What if they're a drunk?
Love your neighbor.

What if they work for Fox News?
Love your neighbor.

What if they work for NPR?
Love your neighbor.

What if they work for the 700 Club?
Love your neighbor.

What if they watch the 700 Club?
Love your neighbor. (Love you, Grandma!)

What if they're an ex-significant other?
Love your neighbor. (Crap.)

What if they're mean to me first?
Love your neighbor.

Wait, wait. Am I saying that our response to every situation should be to love our neighbor? Yes, I am saying I agree with Rabbi Hillel. "What is hateful to you do not do to your neighbor; that is the whole Torah, the rest is commentary; go and learn it."

This seems impossible and ridiculous and potentially makes us very vulnerable. It is and it does. This is the absurd, downright stupid, love of Christ. John D. Caputo calls this the madness of the kingdom. The love for others, especially The Other, the ones who disagree with us and that worldly criteria would deem as our enemies, is the hallmark of Christ's love and should be the sign of Christian faith.

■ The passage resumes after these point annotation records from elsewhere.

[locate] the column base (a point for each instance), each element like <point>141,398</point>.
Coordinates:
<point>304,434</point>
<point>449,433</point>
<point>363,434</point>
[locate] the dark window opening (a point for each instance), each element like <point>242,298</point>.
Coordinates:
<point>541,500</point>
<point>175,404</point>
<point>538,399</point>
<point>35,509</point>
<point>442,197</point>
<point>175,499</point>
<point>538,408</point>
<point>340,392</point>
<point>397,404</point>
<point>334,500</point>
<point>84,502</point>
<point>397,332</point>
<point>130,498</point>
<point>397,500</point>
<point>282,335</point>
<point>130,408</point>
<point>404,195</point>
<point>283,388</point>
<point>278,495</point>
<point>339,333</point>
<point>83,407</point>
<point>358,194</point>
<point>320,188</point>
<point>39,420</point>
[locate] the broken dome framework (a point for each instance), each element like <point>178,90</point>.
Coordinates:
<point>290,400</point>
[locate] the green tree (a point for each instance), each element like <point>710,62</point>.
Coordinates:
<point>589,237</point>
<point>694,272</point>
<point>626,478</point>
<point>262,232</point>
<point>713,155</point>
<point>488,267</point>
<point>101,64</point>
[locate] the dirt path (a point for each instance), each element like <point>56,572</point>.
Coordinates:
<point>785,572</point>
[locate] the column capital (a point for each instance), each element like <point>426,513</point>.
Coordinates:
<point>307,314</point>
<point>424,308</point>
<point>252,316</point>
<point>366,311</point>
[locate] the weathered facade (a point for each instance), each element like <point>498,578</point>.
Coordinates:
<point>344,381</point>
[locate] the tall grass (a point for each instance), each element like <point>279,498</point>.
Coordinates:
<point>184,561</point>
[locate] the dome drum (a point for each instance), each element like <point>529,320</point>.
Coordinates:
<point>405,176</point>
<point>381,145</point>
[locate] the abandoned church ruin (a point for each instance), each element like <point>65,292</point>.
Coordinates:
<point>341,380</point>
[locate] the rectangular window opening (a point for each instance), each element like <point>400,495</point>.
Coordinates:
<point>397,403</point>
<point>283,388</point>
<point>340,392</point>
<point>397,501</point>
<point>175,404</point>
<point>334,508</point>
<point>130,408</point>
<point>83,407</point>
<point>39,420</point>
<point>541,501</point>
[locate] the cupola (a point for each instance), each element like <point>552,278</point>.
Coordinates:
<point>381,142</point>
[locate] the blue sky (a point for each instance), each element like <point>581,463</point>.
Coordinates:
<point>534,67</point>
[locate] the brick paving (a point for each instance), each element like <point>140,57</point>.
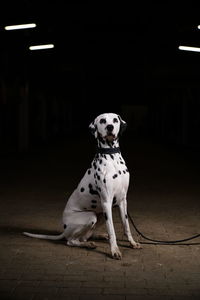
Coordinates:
<point>163,198</point>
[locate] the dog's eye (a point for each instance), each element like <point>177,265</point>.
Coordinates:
<point>102,121</point>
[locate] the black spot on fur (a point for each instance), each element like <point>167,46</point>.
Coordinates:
<point>102,121</point>
<point>93,192</point>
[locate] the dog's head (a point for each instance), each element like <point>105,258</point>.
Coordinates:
<point>108,126</point>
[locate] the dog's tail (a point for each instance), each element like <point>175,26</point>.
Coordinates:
<point>46,237</point>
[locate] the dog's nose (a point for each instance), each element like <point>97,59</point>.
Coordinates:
<point>110,127</point>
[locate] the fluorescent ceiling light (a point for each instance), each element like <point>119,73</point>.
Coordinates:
<point>41,47</point>
<point>187,48</point>
<point>21,26</point>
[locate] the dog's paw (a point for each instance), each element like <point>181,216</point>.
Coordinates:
<point>135,245</point>
<point>116,254</point>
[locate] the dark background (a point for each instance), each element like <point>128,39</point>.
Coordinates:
<point>107,58</point>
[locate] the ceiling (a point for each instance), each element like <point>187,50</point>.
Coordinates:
<point>101,41</point>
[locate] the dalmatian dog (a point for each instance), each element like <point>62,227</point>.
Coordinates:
<point>103,187</point>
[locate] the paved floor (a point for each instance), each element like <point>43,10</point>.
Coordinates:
<point>164,199</point>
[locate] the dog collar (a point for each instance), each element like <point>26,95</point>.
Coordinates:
<point>108,150</point>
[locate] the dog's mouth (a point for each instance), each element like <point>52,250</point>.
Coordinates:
<point>110,137</point>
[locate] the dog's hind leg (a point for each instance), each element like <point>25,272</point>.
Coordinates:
<point>79,228</point>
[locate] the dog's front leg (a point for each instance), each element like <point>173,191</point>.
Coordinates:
<point>127,231</point>
<point>107,211</point>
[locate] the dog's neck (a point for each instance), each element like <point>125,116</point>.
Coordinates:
<point>106,146</point>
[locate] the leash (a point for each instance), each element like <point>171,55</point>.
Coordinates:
<point>158,242</point>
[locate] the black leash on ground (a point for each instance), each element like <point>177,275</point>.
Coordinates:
<point>158,242</point>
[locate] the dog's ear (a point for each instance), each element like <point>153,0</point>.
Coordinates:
<point>123,125</point>
<point>93,129</point>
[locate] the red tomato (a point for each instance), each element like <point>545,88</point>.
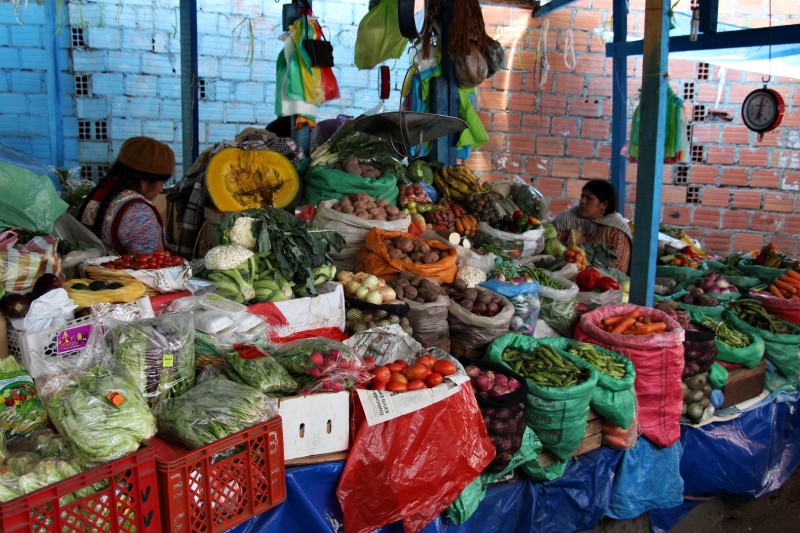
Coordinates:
<point>433,379</point>
<point>397,376</point>
<point>417,384</point>
<point>444,367</point>
<point>402,364</point>
<point>417,371</point>
<point>394,367</point>
<point>382,374</point>
<point>396,386</point>
<point>426,359</point>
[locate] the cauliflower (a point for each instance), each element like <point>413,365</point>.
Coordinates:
<point>241,233</point>
<point>471,275</point>
<point>226,257</point>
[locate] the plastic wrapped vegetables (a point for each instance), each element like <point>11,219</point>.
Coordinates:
<point>214,409</point>
<point>101,414</point>
<point>159,355</point>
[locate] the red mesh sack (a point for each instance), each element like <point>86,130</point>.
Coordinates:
<point>658,360</point>
<point>386,478</point>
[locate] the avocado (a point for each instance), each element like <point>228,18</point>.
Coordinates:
<point>98,285</point>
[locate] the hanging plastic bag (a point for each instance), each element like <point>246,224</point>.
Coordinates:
<point>28,200</point>
<point>378,37</point>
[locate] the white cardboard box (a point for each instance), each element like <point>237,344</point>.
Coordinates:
<point>315,424</point>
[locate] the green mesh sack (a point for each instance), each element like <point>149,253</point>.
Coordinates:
<point>783,350</point>
<point>558,415</point>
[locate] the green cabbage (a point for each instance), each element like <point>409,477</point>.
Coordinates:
<point>96,429</point>
<point>214,409</point>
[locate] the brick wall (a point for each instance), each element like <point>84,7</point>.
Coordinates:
<point>734,192</point>
<point>548,115</point>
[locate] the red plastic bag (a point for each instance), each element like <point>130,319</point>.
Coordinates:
<point>413,467</point>
<point>658,360</point>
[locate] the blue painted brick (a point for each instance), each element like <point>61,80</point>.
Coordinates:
<point>170,110</point>
<point>91,108</point>
<point>122,128</point>
<point>107,84</point>
<point>137,39</point>
<point>123,61</point>
<point>234,69</point>
<point>236,112</point>
<point>162,130</point>
<point>28,82</point>
<point>105,37</point>
<point>90,61</point>
<point>140,85</point>
<point>10,59</point>
<point>158,64</point>
<point>249,91</point>
<point>143,107</point>
<point>94,152</point>
<point>26,35</point>
<point>169,87</point>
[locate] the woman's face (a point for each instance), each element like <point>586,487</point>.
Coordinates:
<point>590,205</point>
<point>150,189</point>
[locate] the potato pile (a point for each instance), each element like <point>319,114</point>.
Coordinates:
<point>365,206</point>
<point>477,301</point>
<point>351,165</point>
<point>413,251</point>
<point>484,207</point>
<point>418,288</point>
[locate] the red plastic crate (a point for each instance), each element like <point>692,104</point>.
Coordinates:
<point>128,503</point>
<point>223,484</point>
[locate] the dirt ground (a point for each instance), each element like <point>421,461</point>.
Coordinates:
<point>777,512</point>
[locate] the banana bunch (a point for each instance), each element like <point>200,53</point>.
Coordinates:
<point>323,155</point>
<point>457,182</point>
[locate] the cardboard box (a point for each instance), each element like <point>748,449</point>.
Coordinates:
<point>315,424</point>
<point>744,384</point>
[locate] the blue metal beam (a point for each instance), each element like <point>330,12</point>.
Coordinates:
<point>619,105</point>
<point>715,41</point>
<point>653,111</point>
<point>540,10</point>
<point>190,122</point>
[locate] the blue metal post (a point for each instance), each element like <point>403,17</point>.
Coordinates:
<point>619,104</point>
<point>653,111</point>
<point>55,108</point>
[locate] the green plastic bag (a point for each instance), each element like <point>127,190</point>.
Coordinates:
<point>467,502</point>
<point>717,376</point>
<point>783,350</point>
<point>748,356</point>
<point>558,415</point>
<point>28,200</point>
<point>378,37</point>
<point>323,183</point>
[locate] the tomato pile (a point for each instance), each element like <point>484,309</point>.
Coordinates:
<point>157,259</point>
<point>398,376</point>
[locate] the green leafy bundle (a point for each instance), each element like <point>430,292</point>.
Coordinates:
<point>214,409</point>
<point>101,414</point>
<point>288,247</point>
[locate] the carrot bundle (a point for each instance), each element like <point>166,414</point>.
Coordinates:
<point>632,324</point>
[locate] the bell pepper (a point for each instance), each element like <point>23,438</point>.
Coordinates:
<point>607,283</point>
<point>587,279</point>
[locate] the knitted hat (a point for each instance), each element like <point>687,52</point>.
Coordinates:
<point>146,154</point>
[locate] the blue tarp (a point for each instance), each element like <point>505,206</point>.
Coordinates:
<point>749,456</point>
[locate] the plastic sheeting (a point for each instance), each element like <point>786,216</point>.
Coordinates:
<point>749,456</point>
<point>575,502</point>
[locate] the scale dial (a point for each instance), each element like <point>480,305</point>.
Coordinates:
<point>762,110</point>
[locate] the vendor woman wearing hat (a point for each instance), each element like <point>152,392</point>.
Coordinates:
<point>119,208</point>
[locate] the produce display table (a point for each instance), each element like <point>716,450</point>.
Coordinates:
<point>747,456</point>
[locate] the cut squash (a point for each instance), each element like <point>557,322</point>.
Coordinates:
<point>238,179</point>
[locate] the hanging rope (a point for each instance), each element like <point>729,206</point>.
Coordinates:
<point>569,50</point>
<point>541,53</point>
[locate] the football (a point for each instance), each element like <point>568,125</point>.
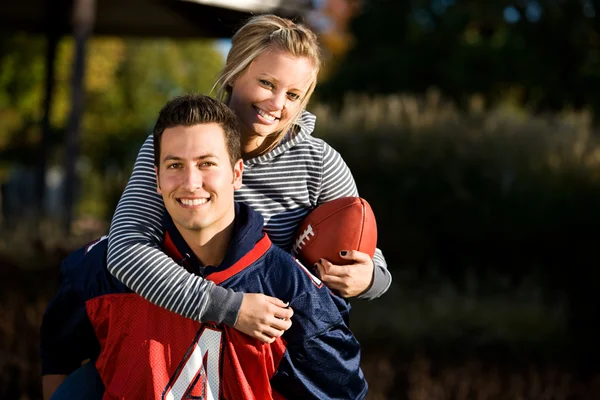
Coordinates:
<point>347,223</point>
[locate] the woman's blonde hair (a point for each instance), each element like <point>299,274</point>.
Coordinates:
<point>265,32</point>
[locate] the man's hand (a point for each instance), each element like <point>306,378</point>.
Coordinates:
<point>50,383</point>
<point>348,280</point>
<point>263,317</point>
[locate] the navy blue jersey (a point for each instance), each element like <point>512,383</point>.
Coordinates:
<point>144,351</point>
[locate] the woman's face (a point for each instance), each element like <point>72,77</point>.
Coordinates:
<point>270,91</point>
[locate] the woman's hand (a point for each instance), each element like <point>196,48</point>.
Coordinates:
<point>348,280</point>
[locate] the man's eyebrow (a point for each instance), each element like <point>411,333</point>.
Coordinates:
<point>170,157</point>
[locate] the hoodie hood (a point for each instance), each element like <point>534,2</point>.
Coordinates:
<point>247,231</point>
<point>305,125</point>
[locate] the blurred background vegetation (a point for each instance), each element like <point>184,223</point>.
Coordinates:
<point>472,129</point>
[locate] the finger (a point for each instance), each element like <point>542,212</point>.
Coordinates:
<point>280,325</point>
<point>333,282</point>
<point>265,338</point>
<point>283,313</point>
<point>338,270</point>
<point>326,264</point>
<point>355,255</point>
<point>276,301</point>
<point>320,270</point>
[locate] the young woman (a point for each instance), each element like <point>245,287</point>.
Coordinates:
<point>269,77</point>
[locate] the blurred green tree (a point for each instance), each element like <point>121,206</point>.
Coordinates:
<point>543,55</point>
<point>127,82</point>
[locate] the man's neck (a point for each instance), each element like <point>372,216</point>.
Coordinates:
<point>209,247</point>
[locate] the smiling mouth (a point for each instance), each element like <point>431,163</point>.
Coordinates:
<point>265,115</point>
<point>193,202</point>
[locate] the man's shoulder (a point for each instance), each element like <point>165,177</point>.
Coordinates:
<point>85,269</point>
<point>289,272</point>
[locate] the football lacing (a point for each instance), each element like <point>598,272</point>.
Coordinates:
<point>305,236</point>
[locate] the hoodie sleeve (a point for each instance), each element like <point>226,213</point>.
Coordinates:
<point>135,258</point>
<point>337,181</point>
<point>66,335</point>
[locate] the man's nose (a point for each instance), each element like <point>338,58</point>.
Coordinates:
<point>192,179</point>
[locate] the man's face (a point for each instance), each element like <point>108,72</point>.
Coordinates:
<point>195,177</point>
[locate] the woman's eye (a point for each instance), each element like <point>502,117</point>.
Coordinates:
<point>293,96</point>
<point>266,83</point>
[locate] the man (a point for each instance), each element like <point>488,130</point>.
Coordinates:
<point>142,351</point>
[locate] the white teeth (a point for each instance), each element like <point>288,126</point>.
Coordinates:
<point>193,202</point>
<point>265,115</point>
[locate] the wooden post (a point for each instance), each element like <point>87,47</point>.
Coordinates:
<point>52,38</point>
<point>83,23</point>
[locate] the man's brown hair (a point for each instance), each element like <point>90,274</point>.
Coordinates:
<point>198,109</point>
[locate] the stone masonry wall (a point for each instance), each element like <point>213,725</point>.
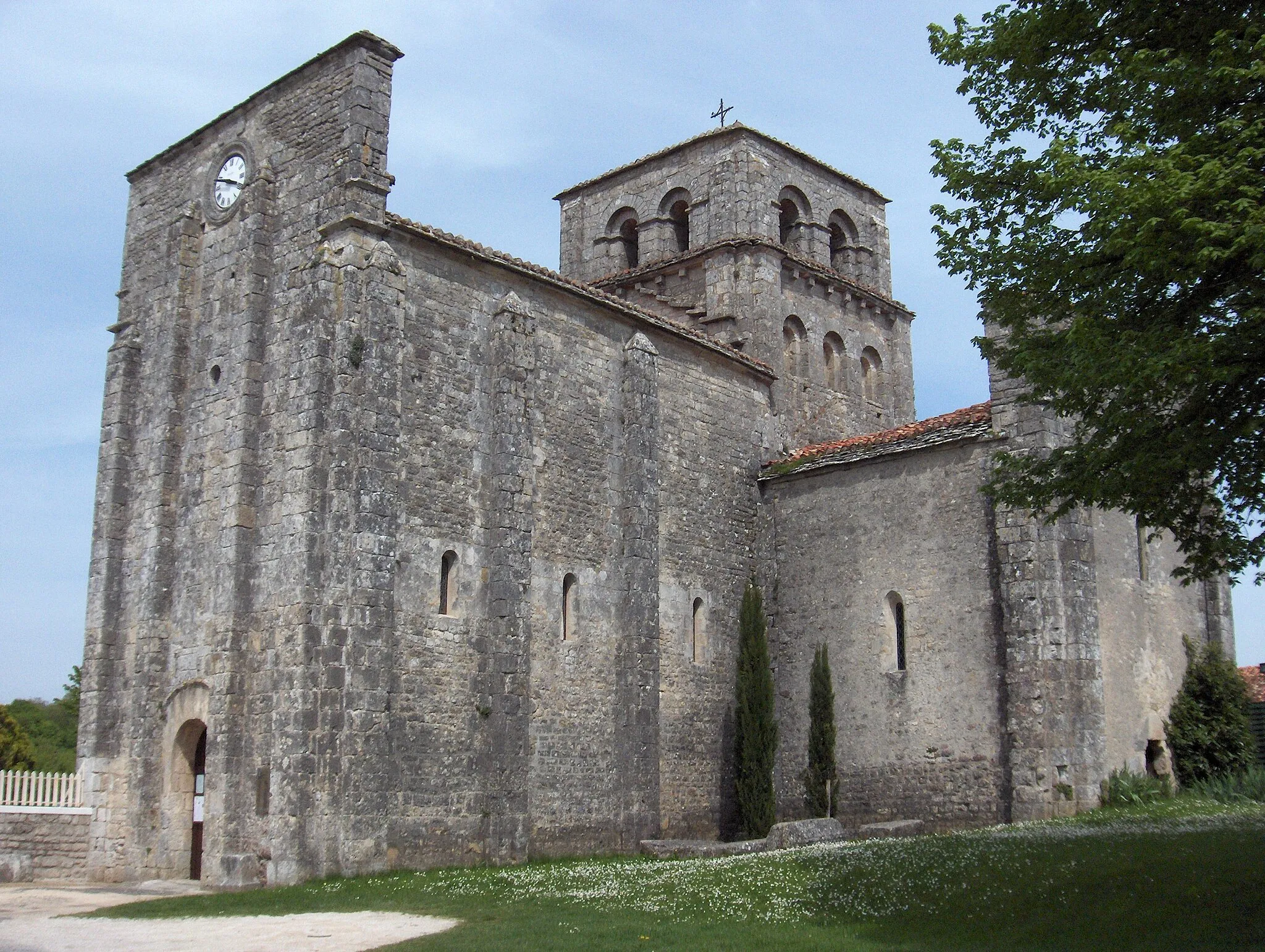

The divinity that shows through Jesus consists not in a demonstration of might but in a complete reversal of our expectations culminating in the most stunning reversal of all. It is the centerpiece of all this madness, the one that makes as little sense as possible from the point of view of worldly common sense, the most divine madness of all: love your enemies. The key to the kingdom is to love those who do not love you, who hate you, and whom you, by worldly standards, should also hate. That is exactly the madness that a deconstructive analysis of love would predict. Loving the lovable is entirely possible, but loving the unlovable, those who are impossible to love, that is when the kingdom reigns.*
Imagine how different the state of Christianity would be if we actually acted like this, or, at least, actually attempted to exhibit such impossible love. Instead of yelling about culture wars and identifying who our enemies are, the preachers and talking heads on TV should be imploring us to love one another. And if they are not doing that, then why are we listening to them?

Maybe if we did this we might be open to calm discussions with those different from us. And we both might learn something from each other. There's certainly a higher chance of that happening over a polite cup of coffee than a shouting match on national TV. If you want to win some supposed culture war, don't fight a culture war. Love your neighbor and see what happens. I mean, mainstream Christianity has tried just about everything else.

Before I end I just want to reiterate that I am not above reproach when it comes to this subject. I am probably one of the worst offenders when it comes to not loving my neighbor. I mean, as I pointed out above I even failed to love my neighbor while writing a post about loving my neighbor. You know, maybe, just maybe at the very least we could apply the Wil Wheaton Law and just not be dicks to one another. Imagine a world where Christians weren't dicks to everybody.

Now that I think about it that's probably just a more colloquial version of the Golden Rule.

The rest is commentary. Go and learn it.


*John D. Caputo. What Would Jesus Deconstruct?: The Good News of Postmodernism for the Church (Kindle Locations 1001-1005). Kindle Edition.